Entscheidungsstichwort (Thema)
Vertragsärztliche Versorgung. Widerruf einer nach Übergangsrecht erteilten Koloskopiegenehmigung wegen fehlendem Nachweis von Koloskopien
Leitsatz (amtlich)
Soweit eine nach dem Übergangsrecht erteilte Koloskopiegenehmigung widerrufen wegen des fehlenden Nachweises von 200 Koloskopien wird (§ 6 Abs 2 Buchst g S 1 Qualitätssicherungsvereinbarung zur Koloskopie vom 24.7.2006), darf für den erstmaligen Nachweis nur auf einen Zeitraum nach Genehmigungserteilung abgestellt werden.
Tenor
1. Der Bescheid der Beklagte vom 26.08.2009 in Gestalt des Widerspruchbescheides vom 01.07.2009 wird aufgehoben.
2. Die Beklagte hat die notwendigen Verfahrenskosten zu tragen.
Tatbestand
Die Beteiligten streiten um die Anordnung eines Widerrufs der Koloskopie-Genehmigung.

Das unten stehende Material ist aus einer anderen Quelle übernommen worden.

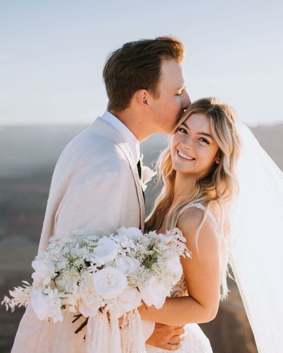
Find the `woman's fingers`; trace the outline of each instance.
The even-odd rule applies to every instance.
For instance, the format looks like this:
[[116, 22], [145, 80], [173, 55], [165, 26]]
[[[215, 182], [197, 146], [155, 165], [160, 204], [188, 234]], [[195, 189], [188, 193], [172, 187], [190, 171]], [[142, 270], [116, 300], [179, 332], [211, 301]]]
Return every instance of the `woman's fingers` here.
[[170, 339], [170, 343], [180, 343], [182, 342], [186, 338], [185, 335], [181, 335], [180, 336], [173, 336]]
[[174, 331], [174, 335], [182, 335], [185, 332], [184, 327], [177, 327], [175, 329]]

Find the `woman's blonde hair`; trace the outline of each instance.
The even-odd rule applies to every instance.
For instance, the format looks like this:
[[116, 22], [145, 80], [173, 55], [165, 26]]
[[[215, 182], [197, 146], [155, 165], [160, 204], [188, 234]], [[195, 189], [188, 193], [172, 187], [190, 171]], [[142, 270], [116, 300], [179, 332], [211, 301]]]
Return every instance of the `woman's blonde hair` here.
[[172, 206], [176, 171], [172, 168], [169, 145], [161, 153], [157, 161], [156, 167], [159, 181], [161, 178], [163, 179], [164, 186], [146, 220], [146, 228], [147, 230], [160, 229], [166, 217], [166, 228], [172, 229], [177, 226], [179, 217], [186, 206], [192, 203], [201, 203], [205, 206], [205, 210], [196, 234], [197, 248], [200, 229], [210, 206], [216, 203], [219, 206], [220, 232], [222, 237], [220, 245], [223, 256], [220, 297], [223, 299], [228, 292], [226, 237], [230, 225], [229, 214], [238, 190], [235, 169], [240, 152], [240, 139], [236, 127], [237, 116], [230, 107], [217, 99], [203, 98], [194, 102], [182, 114], [172, 134], [176, 133], [179, 126], [193, 114], [205, 115], [209, 119], [213, 137], [219, 148], [217, 155], [220, 162], [219, 164], [214, 162], [205, 175], [197, 178], [187, 196]]

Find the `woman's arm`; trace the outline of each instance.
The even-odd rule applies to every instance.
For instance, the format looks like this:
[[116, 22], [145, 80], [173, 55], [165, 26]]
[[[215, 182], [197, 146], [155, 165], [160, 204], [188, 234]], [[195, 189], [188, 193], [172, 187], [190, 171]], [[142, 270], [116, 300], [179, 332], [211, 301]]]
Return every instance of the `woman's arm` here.
[[167, 298], [160, 309], [142, 305], [138, 308], [143, 320], [166, 325], [201, 323], [213, 320], [217, 312], [220, 286], [219, 241], [208, 216], [201, 229], [196, 246], [196, 231], [203, 211], [188, 209], [179, 217], [177, 226], [186, 239], [192, 258], [181, 258], [189, 297]]

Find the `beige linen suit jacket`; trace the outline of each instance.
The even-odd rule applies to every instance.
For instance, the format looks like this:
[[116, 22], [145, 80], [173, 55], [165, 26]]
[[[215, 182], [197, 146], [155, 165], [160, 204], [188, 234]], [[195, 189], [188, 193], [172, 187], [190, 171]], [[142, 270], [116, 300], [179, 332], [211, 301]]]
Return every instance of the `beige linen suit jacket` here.
[[[98, 117], [67, 145], [58, 160], [38, 251], [46, 250], [54, 234], [63, 239], [79, 228], [86, 234], [107, 236], [122, 225], [141, 224], [143, 230], [144, 221], [144, 199], [131, 151], [121, 134]], [[12, 353], [83, 353], [85, 328], [77, 334], [74, 331], [83, 319], [72, 323], [74, 315], [65, 313], [63, 321], [56, 324], [41, 321], [28, 305]], [[154, 324], [143, 324], [148, 338]]]

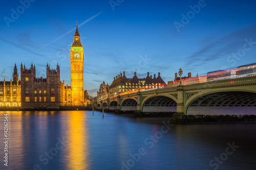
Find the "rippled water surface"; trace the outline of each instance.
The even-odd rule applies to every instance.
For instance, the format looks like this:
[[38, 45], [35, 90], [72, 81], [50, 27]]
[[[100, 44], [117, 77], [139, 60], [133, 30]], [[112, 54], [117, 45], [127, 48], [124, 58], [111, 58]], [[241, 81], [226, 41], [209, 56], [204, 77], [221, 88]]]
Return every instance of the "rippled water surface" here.
[[[1, 169], [255, 169], [256, 124], [172, 125], [92, 111], [8, 114]], [[233, 145], [233, 146], [232, 146]]]

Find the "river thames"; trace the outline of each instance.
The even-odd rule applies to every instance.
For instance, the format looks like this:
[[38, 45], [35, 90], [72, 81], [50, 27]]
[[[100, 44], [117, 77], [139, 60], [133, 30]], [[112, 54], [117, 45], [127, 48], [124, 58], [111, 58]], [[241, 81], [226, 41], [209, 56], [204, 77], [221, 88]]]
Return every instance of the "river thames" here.
[[[256, 124], [172, 125], [88, 111], [8, 114], [1, 169], [255, 169]], [[4, 165], [8, 153], [8, 166]]]

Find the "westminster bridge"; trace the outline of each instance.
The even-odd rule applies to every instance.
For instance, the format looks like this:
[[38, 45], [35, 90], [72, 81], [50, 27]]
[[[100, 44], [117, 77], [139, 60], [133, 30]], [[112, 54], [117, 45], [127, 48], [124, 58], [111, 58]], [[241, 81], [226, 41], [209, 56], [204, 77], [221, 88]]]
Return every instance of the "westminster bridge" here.
[[256, 76], [141, 91], [107, 99], [98, 109], [182, 115], [256, 115]]

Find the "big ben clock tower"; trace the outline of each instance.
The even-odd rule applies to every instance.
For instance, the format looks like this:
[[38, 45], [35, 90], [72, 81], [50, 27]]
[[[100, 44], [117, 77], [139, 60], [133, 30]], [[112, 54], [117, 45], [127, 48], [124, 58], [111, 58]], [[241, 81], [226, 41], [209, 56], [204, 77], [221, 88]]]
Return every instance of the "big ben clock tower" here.
[[77, 29], [74, 35], [74, 42], [70, 49], [71, 63], [71, 105], [83, 106], [83, 50], [80, 42]]

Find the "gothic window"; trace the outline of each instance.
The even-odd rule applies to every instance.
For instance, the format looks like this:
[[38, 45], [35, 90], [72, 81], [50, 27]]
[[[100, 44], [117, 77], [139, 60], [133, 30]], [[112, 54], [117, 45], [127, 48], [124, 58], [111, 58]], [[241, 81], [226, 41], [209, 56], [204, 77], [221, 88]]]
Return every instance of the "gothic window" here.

Der Kläger ist als Facharzt für Chirurgie zur vertragsärztlichen Versorgung mit Praxissitz in A-Stadt zugelassen. Er ist zugleich Belegarzt in der Klinik CC in ZX.. Er ist nach eigenen Angaben seit 1988 ununterbrochen berechtigt, Leistungen der kurativen Koloskopie zu erbringen. Die Beklagte erteilte mit Bescheid vom 11.07.2003 erneut die Genehmigung zur Ausführung und Abrechnung von Leistungen der kurativen Koloskopie (Nr. 760, 764 bis 775 EBM) rückwirkend zum 01.10.2002 aufgrund der Qualitätssicherungsvereinbarung zur Koloskopie. Die Genehmigung erteilte sie mit der Auflage, dass die festgelegten Mindestanforderungen bzgl. der jährlich durchzuführenden Koloskopie erfüllt werden und dass der Kläger an den Maßnahmen zur Überprüfung der jährlichen Hygienequalität erfolgreich teilnehme. Die Genehmigung könne widerrufen werden, falls die bei der Erteilung zugrundeliegenden Voraussetzungen tatsächlich nicht erfüllt gewesen seien oder nachträglich entfielen. Ferner bleibe der Widerruf für den Fall vorbehalten, dass die mit der Genehmigung verbundenen Auflagen nicht eingehalten werden.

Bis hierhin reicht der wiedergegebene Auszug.